Contributor Quick Start

cargo test
cargo test --features uring-native
cargo bench --features uring-native --no-run
cargo test --features macros --test entry_macro_tdd

Benchmark helpers:

./scripts/bench_fanout_smoke.sh
./scripts/bench_ping_guardrail.sh
./scripts/bench_fanout_guardrail.sh
./scripts/bench_kpi_guardrail.sh
./scripts/bench_scheduler_profile.sh
./scripts/bench_scheduler_calibration.sh
./scripts/scheduler_profile_guardrail.sh
./scripts/companion_ci_smoke.sh
./scripts/quic_interop_matrix.sh
./scripts/quic_perf_gate.sh
./scripts/quic_soak_fault.sh

Reference app:

cargo run --example mixed_mode_service

Runtime Entry

Helper-based entry:

#[tokio::main]
async fn main() -> Result<(), spargio::RuntimeError> {
    spargio::run(|handle| async move {
        let job = handle.spawn_stealable(async { 42usize }).expect("spawn");
        assert_eq!(job.await.expect("join"), 42);
    })
    .await
}

Attribute-macro entry (enable with --features macros):

#[spargio::main(shards = 4, backend = "io_uring")]
async fn main() {
    // async body runs on Spargio runtime
}

This takes two optional arguments. Without them, #[spargio::main] uses sensible defaults: io_uring backend and shard count from available CPU parallelism. Use macro arguments only when you need explicit overrides.

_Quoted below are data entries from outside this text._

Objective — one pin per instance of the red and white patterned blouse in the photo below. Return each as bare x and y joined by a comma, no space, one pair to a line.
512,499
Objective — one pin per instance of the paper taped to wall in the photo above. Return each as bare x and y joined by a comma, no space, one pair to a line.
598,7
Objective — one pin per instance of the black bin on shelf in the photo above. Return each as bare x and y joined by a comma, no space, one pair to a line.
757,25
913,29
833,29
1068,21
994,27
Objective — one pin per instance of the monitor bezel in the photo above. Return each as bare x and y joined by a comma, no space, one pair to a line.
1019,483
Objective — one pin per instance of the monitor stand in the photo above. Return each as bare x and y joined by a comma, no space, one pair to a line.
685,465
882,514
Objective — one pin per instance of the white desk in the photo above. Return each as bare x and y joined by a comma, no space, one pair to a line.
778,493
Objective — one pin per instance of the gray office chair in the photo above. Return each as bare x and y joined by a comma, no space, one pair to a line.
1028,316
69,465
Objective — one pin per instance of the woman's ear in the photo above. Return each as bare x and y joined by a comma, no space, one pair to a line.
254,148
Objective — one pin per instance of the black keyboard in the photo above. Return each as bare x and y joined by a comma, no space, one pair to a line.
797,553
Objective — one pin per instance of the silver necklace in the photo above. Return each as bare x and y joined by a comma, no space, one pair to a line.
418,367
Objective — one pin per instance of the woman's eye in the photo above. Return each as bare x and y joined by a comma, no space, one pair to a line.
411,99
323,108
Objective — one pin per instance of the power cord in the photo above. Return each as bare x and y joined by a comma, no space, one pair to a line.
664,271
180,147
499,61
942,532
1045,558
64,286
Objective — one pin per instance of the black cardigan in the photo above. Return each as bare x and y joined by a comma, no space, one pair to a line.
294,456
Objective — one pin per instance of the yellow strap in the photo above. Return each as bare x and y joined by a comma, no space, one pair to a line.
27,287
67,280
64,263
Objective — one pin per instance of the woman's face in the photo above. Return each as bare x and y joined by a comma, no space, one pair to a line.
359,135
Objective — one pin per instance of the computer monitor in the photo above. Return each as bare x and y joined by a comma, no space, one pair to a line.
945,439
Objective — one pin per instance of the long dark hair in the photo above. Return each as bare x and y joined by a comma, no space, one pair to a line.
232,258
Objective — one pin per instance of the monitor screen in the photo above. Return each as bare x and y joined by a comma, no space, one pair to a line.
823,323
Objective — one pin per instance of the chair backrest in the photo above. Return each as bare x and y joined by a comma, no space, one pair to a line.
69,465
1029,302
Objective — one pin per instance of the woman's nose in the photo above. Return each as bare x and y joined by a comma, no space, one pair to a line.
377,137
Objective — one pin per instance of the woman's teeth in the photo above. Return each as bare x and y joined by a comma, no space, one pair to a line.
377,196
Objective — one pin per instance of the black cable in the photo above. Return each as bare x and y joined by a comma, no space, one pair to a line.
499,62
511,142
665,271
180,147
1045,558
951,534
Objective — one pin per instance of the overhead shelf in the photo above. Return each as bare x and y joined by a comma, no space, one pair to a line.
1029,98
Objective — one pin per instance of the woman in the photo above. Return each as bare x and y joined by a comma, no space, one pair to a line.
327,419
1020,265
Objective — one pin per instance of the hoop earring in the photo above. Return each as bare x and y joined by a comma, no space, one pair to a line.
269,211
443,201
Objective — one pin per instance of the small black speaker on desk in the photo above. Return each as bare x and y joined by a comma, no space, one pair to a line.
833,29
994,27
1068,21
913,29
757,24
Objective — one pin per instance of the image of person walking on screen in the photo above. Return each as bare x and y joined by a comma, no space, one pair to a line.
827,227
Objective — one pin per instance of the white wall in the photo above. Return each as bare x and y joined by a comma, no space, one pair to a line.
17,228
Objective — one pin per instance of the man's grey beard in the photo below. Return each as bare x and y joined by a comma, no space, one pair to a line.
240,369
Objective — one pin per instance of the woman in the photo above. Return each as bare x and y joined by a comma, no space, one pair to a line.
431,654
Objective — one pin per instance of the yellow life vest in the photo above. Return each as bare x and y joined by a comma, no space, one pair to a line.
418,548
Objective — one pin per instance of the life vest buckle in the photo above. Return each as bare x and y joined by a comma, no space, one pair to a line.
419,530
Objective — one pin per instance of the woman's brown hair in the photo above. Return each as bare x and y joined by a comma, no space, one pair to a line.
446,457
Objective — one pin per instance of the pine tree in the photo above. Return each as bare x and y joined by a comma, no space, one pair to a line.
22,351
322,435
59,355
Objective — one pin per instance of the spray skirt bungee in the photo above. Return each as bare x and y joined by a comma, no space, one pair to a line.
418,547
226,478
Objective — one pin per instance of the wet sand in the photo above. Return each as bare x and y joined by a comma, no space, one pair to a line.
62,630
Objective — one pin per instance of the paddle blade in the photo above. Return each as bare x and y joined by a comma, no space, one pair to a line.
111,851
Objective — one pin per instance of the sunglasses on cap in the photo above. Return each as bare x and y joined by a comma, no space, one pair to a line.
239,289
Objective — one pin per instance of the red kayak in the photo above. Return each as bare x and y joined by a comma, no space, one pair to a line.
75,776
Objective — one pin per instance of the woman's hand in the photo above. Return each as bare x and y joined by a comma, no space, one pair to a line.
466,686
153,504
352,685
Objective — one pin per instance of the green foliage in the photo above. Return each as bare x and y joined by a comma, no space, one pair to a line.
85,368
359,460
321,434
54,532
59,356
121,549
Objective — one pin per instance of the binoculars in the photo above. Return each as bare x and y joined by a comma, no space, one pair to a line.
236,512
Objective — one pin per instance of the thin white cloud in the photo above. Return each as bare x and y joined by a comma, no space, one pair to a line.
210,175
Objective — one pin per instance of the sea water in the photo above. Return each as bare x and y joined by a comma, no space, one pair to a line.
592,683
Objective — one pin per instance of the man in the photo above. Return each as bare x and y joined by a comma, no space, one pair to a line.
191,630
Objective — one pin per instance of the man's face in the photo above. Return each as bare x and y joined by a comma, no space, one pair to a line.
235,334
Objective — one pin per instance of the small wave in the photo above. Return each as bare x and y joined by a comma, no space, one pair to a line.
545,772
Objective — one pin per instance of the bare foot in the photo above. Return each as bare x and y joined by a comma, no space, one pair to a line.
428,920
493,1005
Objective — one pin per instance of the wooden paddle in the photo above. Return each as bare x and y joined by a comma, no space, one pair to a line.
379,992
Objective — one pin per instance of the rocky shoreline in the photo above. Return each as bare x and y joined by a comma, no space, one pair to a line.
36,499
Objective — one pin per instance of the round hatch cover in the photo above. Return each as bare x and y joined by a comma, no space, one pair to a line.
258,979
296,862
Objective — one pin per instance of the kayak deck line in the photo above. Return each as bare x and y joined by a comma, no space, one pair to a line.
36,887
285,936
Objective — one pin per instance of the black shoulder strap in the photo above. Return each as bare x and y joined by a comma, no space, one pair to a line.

Use run_with(...) for builder-only controls such as worker idle strategy:

use std::time::Duration;

#[tokio::main]
async fn main() -> Result<(), spargio::RuntimeError> {
    let builder = spargio::Runtime::builder()
        .shards(2)
        .idle_strategy(spargio::IdleStrategy::Sleep(Duration::from_millis(1)));

    spargio::run_with(builder, |handle| async move {
        let job = handle.spawn_stealable(async { 7usize }).expect("spawn");
        assert_eq!(job.await.expect("join"), 7);
    })
    .await
}

Repository Map

  • src/lib.rs: runtime implementation.
  • tests/: TDD coverage.
  • benches/: Criterion benchmarks.
  • examples/: mixed-mode reference app.
  • scripts/: benchmark smoke/guard helpers.
  • .github/workflows/: CI gates.
  • IMPLEMENTATION_LOG.md: implementation and benchmark log.
  • architecture_decision_records/: ADRs.

Connection Placement Best Practices

  • Use spargio::net::TcpStream::connect(...) for simple or latency-first paths (few streams, short-lived connections).
  • Use spargio::net::TcpStream::connect_many_round_robin(...) (or connect_with_session_policy(..., RoundRobin)) for sustained multi-stream throughput workloads.
  • For per-stream hot I/O loops, pair round-robin stream setup with stream.spawn_on_session(...) to keep execution aligned with the stream session shard.
  • Use stealable task placement when post-I/O CPU work is dominant and can benefit from migration.
  • As a practical starting heuristic: if active stream count is at least 2x shard count and streams are long-lived, prefer round-robin/distributed mode.

Engineering Method

Development style is red/green TDD:

  1. Add failing tests.
  2. Implement minimal passing behavior.
  3. Validate with full test and benchmark checks.

License

This project is licensed under the MIT License. See LICENSE.

Contribution

Unless you explicitly state otherwise, any contribution intentionally submitted for inclusion in spargio by you shall be licensed as MIT, without any additional terms or conditions.